We are doing it! (Page 3 of 1)

May 1, 2008
By: Elisha Sauers

As a senior in high school, Barile worked as an assistant lab technician in a hospital where all the techs were women and not one woman was a doctor.

It was also in her senior year of high school she says she realized being a woman had limitations in the professional world. She had attended Career Night at her school and sought information at the Federal Bureau of Investigation table. She had an older friend who worked for the FBI and thought it could be a cool career.

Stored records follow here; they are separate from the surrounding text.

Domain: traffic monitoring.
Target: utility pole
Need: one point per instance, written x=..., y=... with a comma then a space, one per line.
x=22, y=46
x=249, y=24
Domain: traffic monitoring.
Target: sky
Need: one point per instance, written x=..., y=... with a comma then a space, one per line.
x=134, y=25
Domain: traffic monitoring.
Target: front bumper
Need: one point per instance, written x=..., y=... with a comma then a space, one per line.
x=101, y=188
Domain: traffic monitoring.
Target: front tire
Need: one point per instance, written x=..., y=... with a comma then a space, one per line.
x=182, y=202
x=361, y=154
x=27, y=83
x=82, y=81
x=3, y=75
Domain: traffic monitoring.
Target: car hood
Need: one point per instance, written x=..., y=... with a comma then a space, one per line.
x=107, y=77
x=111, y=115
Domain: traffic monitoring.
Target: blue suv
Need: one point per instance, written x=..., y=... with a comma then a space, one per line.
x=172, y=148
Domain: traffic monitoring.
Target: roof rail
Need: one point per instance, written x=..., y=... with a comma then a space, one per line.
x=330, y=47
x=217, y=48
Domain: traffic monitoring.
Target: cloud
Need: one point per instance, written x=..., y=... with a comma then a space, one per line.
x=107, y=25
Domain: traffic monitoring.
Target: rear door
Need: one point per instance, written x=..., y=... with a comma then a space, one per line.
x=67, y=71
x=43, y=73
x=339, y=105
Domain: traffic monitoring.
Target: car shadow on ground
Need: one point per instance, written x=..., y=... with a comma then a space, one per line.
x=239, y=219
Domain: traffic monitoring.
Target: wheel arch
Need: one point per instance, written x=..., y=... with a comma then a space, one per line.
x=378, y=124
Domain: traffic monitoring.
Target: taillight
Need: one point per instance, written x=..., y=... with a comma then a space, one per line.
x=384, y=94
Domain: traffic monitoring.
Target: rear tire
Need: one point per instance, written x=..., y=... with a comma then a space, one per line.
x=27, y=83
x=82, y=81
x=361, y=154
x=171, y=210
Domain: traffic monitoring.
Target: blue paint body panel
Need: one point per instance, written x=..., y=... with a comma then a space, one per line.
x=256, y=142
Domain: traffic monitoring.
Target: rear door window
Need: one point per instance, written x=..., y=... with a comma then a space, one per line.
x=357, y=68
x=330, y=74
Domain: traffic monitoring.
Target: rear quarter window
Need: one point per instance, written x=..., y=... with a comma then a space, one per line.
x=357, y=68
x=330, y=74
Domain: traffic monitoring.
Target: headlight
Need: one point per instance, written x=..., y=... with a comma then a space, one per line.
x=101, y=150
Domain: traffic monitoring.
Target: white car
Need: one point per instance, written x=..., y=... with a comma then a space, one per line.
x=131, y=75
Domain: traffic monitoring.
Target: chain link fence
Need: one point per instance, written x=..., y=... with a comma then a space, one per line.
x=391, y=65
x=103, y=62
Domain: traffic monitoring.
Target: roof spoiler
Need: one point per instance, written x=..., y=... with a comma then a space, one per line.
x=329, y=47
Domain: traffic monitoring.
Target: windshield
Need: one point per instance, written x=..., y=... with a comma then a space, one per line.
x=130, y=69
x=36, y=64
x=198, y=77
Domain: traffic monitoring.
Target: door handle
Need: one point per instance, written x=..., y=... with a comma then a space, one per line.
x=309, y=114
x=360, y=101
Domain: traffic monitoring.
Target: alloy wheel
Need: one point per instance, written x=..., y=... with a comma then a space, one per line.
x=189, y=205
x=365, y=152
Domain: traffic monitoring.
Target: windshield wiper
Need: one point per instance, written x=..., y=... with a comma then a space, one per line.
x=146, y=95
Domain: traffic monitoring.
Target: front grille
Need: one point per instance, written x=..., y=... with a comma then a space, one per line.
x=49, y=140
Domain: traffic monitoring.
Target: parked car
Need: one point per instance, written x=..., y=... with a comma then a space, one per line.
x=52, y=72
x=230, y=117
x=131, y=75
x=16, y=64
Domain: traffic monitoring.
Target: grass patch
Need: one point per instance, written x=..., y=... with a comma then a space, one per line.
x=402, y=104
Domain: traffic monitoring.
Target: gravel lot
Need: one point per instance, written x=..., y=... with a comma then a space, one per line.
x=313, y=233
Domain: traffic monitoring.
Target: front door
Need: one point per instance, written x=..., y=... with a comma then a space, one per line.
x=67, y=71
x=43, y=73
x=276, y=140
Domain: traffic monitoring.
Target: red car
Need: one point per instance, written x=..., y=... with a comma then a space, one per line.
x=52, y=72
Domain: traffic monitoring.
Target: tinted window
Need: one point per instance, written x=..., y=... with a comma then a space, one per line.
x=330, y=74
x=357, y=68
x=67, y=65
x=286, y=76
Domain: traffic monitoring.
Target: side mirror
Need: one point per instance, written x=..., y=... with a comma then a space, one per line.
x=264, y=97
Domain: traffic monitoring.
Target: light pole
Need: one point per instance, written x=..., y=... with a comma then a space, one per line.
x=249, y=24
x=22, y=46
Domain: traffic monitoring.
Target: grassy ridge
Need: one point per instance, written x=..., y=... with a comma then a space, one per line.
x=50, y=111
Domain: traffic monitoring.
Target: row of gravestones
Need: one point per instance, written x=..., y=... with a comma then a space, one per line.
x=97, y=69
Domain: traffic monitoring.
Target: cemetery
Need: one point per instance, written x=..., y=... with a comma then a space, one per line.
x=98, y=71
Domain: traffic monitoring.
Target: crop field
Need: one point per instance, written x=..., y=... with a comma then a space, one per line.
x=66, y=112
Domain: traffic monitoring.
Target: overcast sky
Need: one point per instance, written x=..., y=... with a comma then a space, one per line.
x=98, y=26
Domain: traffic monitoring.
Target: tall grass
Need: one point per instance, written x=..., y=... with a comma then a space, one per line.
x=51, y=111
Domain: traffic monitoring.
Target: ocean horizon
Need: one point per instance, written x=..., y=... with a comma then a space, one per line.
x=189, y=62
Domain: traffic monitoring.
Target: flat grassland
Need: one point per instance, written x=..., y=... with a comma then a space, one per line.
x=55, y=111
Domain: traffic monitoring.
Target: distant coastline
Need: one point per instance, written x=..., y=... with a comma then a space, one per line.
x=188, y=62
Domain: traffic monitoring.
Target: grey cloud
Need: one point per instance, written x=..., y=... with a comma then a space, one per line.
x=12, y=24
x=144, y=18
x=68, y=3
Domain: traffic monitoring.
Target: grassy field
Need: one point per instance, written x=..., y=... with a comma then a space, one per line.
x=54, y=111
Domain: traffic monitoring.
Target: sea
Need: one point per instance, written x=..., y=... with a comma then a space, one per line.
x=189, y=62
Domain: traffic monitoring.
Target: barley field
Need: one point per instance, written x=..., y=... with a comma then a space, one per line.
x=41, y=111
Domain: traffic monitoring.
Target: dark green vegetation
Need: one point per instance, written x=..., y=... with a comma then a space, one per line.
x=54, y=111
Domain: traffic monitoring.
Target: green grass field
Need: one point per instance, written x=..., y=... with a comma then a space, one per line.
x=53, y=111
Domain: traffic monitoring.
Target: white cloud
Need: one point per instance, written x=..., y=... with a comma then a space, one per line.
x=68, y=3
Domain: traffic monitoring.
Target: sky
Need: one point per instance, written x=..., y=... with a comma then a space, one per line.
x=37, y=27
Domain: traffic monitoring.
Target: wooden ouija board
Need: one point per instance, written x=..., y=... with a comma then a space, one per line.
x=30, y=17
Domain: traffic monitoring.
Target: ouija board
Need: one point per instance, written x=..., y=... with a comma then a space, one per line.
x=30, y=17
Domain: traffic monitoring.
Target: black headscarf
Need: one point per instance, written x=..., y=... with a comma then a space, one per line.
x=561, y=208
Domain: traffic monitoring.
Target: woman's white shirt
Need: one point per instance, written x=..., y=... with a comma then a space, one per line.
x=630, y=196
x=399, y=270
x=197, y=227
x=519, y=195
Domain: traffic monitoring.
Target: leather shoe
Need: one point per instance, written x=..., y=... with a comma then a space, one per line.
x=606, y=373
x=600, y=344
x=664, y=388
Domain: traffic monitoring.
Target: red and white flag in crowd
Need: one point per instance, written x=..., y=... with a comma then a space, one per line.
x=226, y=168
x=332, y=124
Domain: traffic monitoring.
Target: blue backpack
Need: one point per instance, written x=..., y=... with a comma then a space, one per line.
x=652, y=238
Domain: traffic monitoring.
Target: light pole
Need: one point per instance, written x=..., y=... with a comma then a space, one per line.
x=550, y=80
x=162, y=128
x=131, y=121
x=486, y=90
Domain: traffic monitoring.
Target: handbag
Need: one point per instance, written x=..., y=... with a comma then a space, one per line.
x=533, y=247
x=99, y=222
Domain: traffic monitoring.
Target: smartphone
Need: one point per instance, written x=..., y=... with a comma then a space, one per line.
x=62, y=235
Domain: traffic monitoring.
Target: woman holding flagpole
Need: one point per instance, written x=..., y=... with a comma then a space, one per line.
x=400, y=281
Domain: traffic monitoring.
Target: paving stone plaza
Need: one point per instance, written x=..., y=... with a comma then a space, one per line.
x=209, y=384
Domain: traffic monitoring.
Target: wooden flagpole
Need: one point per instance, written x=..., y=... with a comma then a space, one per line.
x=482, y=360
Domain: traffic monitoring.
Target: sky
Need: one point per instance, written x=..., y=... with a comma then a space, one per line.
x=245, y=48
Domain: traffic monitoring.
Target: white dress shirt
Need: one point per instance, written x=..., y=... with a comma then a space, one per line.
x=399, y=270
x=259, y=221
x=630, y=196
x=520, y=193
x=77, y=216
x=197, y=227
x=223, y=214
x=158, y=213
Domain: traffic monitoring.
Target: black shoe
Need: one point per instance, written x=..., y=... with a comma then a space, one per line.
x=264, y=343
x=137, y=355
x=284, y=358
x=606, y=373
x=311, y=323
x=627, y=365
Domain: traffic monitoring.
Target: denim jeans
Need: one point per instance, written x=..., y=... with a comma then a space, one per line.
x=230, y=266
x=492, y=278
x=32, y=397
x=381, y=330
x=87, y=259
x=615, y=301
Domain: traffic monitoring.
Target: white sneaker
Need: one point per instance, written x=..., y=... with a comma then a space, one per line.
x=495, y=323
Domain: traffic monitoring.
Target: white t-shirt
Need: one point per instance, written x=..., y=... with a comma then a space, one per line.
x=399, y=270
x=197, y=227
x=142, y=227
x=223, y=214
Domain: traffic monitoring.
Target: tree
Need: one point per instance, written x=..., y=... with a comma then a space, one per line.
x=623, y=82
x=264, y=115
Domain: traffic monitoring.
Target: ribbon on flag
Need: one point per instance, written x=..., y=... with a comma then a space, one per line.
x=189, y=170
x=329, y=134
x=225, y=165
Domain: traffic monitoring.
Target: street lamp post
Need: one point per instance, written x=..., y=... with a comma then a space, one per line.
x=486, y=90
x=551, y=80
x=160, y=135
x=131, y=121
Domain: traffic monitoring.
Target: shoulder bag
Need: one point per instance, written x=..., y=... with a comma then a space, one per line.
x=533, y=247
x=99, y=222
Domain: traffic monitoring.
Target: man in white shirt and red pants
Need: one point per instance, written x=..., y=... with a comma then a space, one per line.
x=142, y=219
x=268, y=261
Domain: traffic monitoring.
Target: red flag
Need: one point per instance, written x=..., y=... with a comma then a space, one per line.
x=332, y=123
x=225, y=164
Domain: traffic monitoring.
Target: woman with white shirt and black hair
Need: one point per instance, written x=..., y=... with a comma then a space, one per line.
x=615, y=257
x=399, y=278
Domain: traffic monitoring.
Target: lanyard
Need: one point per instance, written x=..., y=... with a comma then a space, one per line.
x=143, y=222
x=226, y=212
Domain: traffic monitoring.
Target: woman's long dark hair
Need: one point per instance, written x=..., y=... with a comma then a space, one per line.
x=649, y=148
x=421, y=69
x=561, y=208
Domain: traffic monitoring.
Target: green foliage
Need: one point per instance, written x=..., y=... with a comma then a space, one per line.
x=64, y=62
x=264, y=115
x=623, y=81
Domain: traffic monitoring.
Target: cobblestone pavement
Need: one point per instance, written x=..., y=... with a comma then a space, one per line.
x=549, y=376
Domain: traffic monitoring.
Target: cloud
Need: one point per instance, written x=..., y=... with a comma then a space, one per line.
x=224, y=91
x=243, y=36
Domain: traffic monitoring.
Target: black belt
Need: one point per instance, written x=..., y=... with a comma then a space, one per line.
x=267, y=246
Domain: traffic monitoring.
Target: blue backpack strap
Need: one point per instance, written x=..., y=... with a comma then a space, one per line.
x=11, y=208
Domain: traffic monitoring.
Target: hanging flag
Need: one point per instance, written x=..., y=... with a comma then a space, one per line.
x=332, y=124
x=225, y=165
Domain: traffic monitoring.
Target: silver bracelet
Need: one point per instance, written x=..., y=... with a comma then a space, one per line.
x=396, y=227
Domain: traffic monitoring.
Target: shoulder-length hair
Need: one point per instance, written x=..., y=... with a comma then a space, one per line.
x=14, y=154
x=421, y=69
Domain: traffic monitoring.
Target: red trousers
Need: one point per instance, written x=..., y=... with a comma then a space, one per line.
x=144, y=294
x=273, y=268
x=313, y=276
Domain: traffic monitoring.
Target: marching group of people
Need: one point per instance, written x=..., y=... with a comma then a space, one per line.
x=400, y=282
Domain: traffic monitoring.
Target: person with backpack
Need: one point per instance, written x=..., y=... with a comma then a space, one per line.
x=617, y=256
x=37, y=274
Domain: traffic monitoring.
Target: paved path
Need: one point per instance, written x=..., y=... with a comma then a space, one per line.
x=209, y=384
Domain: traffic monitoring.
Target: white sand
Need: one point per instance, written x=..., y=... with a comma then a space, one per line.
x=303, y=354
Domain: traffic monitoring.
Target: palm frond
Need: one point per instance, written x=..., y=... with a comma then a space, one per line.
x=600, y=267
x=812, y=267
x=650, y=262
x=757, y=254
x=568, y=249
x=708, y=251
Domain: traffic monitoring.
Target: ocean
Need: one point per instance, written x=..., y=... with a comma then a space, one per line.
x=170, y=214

“I, like most girls my age, grew up reading Nancy Drew books and thought that spying was pretty exciting,” she says. “Imagine my chagrin when the agent who was at Career Night said the FBI didn’t hire women!”

Barile began her career in the public sector in Illinois where she worked as village clerk for a town of 630 people. During that period, her office was located in a basement where she had a desk, filing cabinet and copy machine. Male councilmen represented all of the village council seats.

“I didn’t see much of them between council meetings, where I took the minutes,” she says.

But during those hours working in the basement, Barile grew fascinated with municipal administration. Whenever she asked the village attorney a question, he handed her a copy of Illinois state laws and suggested she look up the answer herself.

“Some people might have been offended by that,” she says. “I enjoyed it.”

When she and her husband moved to Tennessee, she immersed herself in public service volunteer opportunities, sitting on boards of numerous organizations like the Solid Waste Board, Habitat for Humanity, Morristown Cemetery Restoration Committee, Tree Board and Zoning Appeals and chairing organizations like Morristown/Hamblen Keep America Beautiful System.

Residents encouraged her to run for mayor in 2007, and her subsequent campaign led to the overwhelming support of 1,039 votes compared to one-term incumbent Mayor Gary R. Johnson, who received 688, and two other male candidates who garnered the remainder of votes.

Her support from the community has been firm, but many are still learning how to address a female mayor, sometimes forgetting themselves with pet terms like “honey” or “darling.” Barile shrugs them off, asserting those affectations “don’t get them any place” with her.

“I for one think, ‘Well, what am I supposed to be called? Madame? Mrs.?’,” she says. “I even had one person call me ‘your excellency.’ I was so glad the first time I met Mayor Haslam. He said, ‘Hi, I’m Bill.’ Here, I’m just Sami.”

Progressive Women’s Coalition

In 1895, Merriam-Webster’s Dictionary entered the word “feminism” into its lexicon with the definition that still appears in its most current volume: “1, the theory of the political, economic, and social equality of the sexes; 2, organized activity on behalf of women’s rights and interests.”

Yet the women who gathered in the Tennessee Valley Unitarian Universalist Church for the Progressive Women’s Coalition’s strategic planning retreat don’t all consider themselves “feminists.”

“I’m not a feminist,” says Ruthie Kuhlman, a Republican candidate for Knox County Commission District 4A. “I still want men opening doors for me.”

Kathy Bryant, a Democratic candidate for county commission’s District 6A seat, who was sitting beside Kuhlman, nodded along in agreement.

It seems as the years have gone by, whether or not Webster has acknowledged it, changes have occurred in society that may have manipulated or distorted the connotation of the word.

But despite how they define their involvement in the PWC, the women gathered agree more efforts are needed to promote women in public service. The group in attendance included UT female professors, local party representatives and three current candidates seeking different county commission seats.

They’re supportive of each other, despite differences in opinions or political affiliations.